08 out, 2025 - 06:00 • Ângela Roque , Beatriz Pereira (fotografia)



"Aqui temos carinho, amor e dão-nos qualidade de vida": um dia nos Cuidados Paliativos do Santa Maria
"Aqui temos carinho, amor e dão-nos qualidade de vida": um dia nos Cuidados Paliativos do Santa Maria

Gratidão e segurança são sentimentos partilhados pelos utentes da Unidade de Medicina Paliativa de Santa Maria, em Lisboa, onde há já 18 anos foi criada a equipa intra-hospitalar que acompanha doentes com patologias graves, não só cancro. Margarida Carrolo é uma das duas médicas da equipa, à qual se juntou recentemente.

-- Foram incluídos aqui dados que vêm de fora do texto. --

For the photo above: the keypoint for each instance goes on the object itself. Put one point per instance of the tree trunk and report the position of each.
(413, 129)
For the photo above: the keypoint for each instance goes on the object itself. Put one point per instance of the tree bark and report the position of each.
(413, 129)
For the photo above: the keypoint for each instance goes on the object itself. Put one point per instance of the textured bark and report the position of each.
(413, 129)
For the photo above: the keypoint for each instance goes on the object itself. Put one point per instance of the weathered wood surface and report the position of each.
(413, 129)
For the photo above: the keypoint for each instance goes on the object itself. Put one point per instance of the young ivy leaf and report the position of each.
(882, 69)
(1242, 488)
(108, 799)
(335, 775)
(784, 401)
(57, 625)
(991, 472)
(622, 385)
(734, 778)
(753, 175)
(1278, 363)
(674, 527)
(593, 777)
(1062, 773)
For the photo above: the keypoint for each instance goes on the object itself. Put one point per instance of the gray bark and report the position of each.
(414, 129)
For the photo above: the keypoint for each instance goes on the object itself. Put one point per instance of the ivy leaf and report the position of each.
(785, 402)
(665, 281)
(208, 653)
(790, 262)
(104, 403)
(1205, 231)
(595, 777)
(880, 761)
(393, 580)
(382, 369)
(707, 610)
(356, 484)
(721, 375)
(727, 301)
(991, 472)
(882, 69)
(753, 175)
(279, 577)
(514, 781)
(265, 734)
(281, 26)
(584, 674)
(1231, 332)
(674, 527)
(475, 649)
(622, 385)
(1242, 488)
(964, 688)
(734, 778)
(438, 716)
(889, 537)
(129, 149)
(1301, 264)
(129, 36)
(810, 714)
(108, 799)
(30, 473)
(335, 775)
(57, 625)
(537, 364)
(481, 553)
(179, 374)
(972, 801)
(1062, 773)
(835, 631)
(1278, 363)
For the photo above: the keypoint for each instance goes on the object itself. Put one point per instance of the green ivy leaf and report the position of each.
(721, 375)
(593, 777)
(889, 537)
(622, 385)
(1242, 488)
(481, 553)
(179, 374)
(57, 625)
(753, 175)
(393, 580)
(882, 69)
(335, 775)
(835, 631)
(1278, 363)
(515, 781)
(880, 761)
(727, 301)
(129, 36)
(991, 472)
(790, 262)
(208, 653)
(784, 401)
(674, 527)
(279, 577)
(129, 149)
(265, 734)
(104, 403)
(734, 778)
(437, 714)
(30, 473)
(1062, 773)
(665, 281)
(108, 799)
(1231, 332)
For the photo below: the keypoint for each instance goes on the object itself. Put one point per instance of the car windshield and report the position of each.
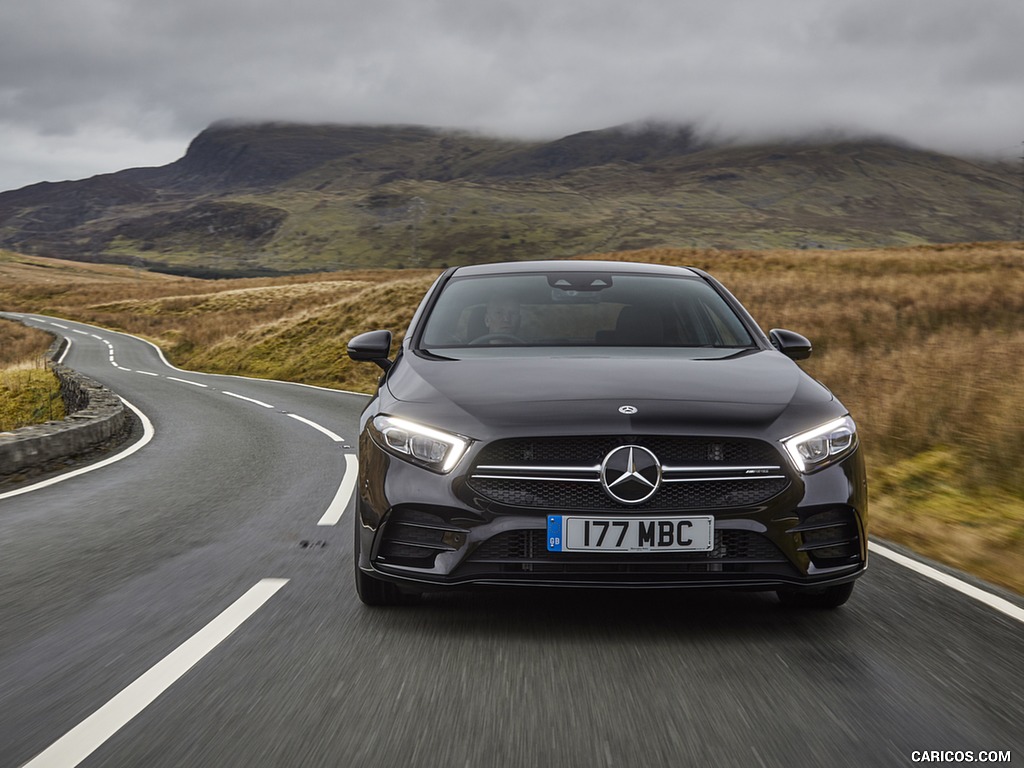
(579, 309)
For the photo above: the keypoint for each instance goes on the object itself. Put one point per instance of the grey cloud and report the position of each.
(74, 73)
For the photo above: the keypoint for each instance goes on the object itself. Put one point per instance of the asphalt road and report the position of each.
(189, 605)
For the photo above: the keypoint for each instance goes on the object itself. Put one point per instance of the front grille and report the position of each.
(564, 472)
(523, 552)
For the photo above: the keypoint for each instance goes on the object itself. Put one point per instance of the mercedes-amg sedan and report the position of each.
(602, 424)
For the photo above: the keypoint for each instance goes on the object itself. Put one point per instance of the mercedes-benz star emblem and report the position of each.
(631, 474)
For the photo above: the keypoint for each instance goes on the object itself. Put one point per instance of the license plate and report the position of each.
(571, 534)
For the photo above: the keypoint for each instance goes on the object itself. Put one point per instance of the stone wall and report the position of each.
(95, 416)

“Sou oncologista médica, estou a trabalhar com a doutora Filipa Tavares, que é a coordenadora da equipa. Vim dia 26 de maio para o Hospital Santa Maria, para fazer 20 horas no Serviço de Oncologia Médica e 20 horas na Unidade de Medicina Paliativa. Mas como a doutora Filipa está de férias, [na altura da reportagem], estou a fazer 30 horas em oncologia e 10 em paliativos. Somos só nós para o hospital inteiro”, sublinha.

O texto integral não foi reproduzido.